Multiplication des canaux, explosion des formats, spécialisation des expertises, pression accrue sur la performance… Dans cet environnement marketing devenu particulièrement complexe, certains ont pu considérer le funnel publicitaire comme un modèle dépassé. Une nouvelle étude publiée par The Trade Desk invite au contraire à le réhabiliter.
Intitulée Doing Full Funnel in the Real World, cette analyse internationale montre que le funnel reste un outil structurant pour les organisations marketing, à condition de bien comprendre son rôle : non pas décrire fidèlement le parcours des consommateurs, mais offrir un cadre de pilotage clair dans un écosystème devenu très fragmenté.
Dans un marketing fragmenté, le funnel reste un cadre stratégique
Depuis plusieurs années, la transformation des usages et la diversification des plateformes ont profondément bouleversé les stratégies marketing.
Les marques doivent désormais orchestrer une multitude de points de contact : TV connectée, retail media, réseaux sociaux, audio digital, display, search ou encore streaming.
Dans ce contexte, les parcours clients se sont complexifiés et sont devenus largement non linéaires. Cette réalité a parfois conduit à remettre en question la pertinence du funnel marketing.
Mais selon l’étude, cette critique repose souvent sur une confusion : le funnel n’a jamais été conçu pour représenter fidèlement le parcours client réel.
Il s’agit avant tout d’un modèle simplifié destiné à structurer les investissements marketing, aligner les équipes et faciliter la mesure de l’impact business.
Autrement dit, alors que le marketing se fragmente, le funnel conserve toute sa valeur comme grille de lecture stratégique.
Un outil d’alignement entre brand et performance
L’un des apports majeurs du funnel reste sa capacité à relier des approches marketing souvent pilotées séparément : la construction de la marque et l’activation commerciale.
Dans de nombreuses organisations, les équipes brand et performance fonctionnent encore selon des logiques distinctes, avec des indicateurs et des horizons temporels différents. Pourtant, ces deux approches poursuivent un même objectif : générer de la croissance.
L’étude souligne d’ailleurs qu’une sur-allocation des budgets vers des tactiques de performance à court terme peut réduire le ROI médian des revenus jusqu’à 40 %. Un déséquilibre qui pénalise la construction de marque et, à terme, la croissance des entreprises.

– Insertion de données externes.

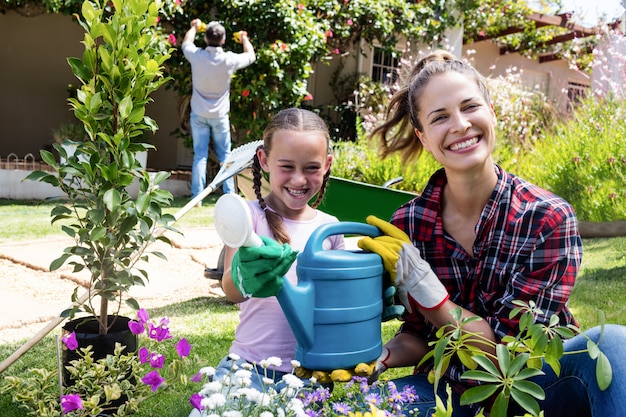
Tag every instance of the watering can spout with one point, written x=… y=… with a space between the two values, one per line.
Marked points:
x=298 y=304
x=335 y=309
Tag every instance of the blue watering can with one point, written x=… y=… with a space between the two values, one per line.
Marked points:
x=335 y=311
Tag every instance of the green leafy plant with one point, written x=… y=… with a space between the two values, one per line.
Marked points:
x=116 y=384
x=504 y=375
x=70 y=130
x=583 y=159
x=111 y=224
x=232 y=395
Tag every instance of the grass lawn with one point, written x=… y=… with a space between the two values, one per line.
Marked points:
x=209 y=323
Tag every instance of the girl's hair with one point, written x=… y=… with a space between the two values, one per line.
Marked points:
x=215 y=34
x=397 y=132
x=298 y=120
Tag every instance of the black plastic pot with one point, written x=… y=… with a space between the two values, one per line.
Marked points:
x=86 y=330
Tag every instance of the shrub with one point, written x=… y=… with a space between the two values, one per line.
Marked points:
x=584 y=160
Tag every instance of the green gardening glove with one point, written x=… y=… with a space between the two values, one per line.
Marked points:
x=258 y=271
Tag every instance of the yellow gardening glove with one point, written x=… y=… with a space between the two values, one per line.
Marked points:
x=337 y=375
x=410 y=274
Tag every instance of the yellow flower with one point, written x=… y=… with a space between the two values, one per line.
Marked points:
x=374 y=412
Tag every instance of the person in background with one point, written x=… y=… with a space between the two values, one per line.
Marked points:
x=211 y=72
x=296 y=155
x=479 y=238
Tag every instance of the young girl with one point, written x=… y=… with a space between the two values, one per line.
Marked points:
x=480 y=238
x=296 y=155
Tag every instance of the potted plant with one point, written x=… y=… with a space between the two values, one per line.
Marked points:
x=69 y=134
x=122 y=65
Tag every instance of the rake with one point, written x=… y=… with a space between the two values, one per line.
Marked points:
x=240 y=159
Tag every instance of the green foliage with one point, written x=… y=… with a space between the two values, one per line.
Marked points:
x=505 y=375
x=289 y=36
x=523 y=115
x=122 y=65
x=583 y=160
x=99 y=382
x=114 y=385
x=361 y=161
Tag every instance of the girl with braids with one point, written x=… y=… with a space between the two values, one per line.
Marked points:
x=296 y=155
x=479 y=238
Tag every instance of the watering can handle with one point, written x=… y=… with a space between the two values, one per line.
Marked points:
x=314 y=244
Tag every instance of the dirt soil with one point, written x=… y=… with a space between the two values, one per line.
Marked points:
x=31 y=296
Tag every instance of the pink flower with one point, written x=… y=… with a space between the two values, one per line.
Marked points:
x=157 y=360
x=70 y=403
x=159 y=333
x=153 y=379
x=196 y=401
x=143 y=316
x=70 y=341
x=144 y=355
x=135 y=327
x=183 y=347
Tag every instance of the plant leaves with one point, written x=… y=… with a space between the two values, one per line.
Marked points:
x=112 y=199
x=526 y=401
x=477 y=394
x=604 y=372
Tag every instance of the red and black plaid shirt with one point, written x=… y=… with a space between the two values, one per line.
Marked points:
x=527 y=248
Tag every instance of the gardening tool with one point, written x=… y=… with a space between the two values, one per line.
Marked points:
x=239 y=159
x=335 y=310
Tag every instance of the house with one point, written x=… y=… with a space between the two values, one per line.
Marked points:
x=35 y=77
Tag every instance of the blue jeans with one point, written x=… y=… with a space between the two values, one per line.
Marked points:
x=202 y=129
x=258 y=373
x=575 y=393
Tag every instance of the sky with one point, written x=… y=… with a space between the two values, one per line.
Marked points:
x=587 y=12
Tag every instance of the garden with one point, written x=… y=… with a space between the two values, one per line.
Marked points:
x=581 y=157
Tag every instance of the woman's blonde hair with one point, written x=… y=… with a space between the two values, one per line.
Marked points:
x=397 y=132
x=293 y=119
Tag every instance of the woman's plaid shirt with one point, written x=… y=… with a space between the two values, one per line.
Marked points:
x=527 y=248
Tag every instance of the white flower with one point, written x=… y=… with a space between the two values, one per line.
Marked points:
x=292 y=381
x=242 y=378
x=271 y=361
x=210 y=388
x=250 y=393
x=215 y=400
x=296 y=406
x=207 y=370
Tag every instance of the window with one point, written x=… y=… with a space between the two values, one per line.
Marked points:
x=384 y=67
x=575 y=93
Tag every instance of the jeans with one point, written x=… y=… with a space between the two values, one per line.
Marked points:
x=575 y=393
x=202 y=129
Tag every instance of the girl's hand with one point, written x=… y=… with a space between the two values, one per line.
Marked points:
x=258 y=271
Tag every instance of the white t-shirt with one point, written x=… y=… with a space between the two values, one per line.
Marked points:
x=263 y=330
x=211 y=72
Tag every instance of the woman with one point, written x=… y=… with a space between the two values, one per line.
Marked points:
x=480 y=238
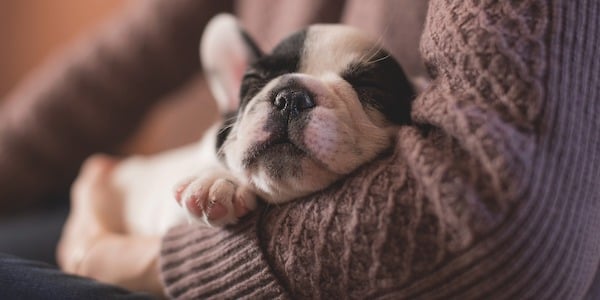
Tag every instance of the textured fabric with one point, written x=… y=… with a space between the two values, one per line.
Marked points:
x=492 y=194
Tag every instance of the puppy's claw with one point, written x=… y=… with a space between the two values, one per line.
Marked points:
x=214 y=201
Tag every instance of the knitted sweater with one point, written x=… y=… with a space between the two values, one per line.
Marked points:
x=491 y=194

Le funnel permet précisément de réconcilier ces temporalités : notoriété, considération et conversion s’inscrivent dans une logique continue, où chaque étape contribue à la performance globale.

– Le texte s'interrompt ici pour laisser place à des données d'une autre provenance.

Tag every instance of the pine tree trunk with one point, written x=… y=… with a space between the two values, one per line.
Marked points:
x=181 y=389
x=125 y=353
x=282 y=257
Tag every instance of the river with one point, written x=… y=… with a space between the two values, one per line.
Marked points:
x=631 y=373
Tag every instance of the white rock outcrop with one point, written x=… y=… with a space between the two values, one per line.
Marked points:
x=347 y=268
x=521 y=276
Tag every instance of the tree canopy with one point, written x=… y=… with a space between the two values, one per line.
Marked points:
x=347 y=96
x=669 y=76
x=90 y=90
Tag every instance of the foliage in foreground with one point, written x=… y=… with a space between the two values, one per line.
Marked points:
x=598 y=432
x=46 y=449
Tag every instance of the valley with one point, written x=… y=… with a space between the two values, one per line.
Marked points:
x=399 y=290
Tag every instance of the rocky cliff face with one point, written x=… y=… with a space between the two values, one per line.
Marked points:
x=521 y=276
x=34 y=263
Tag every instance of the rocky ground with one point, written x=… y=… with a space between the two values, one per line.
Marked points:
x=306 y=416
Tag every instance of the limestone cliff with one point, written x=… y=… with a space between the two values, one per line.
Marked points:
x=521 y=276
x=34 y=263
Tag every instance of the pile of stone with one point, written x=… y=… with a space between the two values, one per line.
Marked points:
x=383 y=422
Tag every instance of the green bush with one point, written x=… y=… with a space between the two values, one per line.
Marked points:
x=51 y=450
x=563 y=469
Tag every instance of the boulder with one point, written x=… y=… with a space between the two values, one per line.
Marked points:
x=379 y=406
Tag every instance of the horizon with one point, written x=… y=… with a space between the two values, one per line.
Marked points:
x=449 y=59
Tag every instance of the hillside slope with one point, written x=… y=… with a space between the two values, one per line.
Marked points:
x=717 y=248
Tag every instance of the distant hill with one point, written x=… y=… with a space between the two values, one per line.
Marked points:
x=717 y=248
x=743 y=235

Aucun canal ne peut couvrir seul tout le funnel
Autre enseignement clé de l’étude : malgré les promesses de certaines plateformes, aucun levier média ne peut, à lui seul, couvrir l’ensemble du funnel marketing.
La performance repose au contraire sur la complémentarité des canaux et sur leur intégration dans une stratégie cohérente.
Selon les analyses menées dans l’étude, chaque canal supplémentaire intégré de manière structurée dans le funnel permettrait d’améliorer le ROI de 11 %.
Dans un paysage média de plus en plus fragmenté, cette logique d’orchestration devient donc un facteur déterminant de performance.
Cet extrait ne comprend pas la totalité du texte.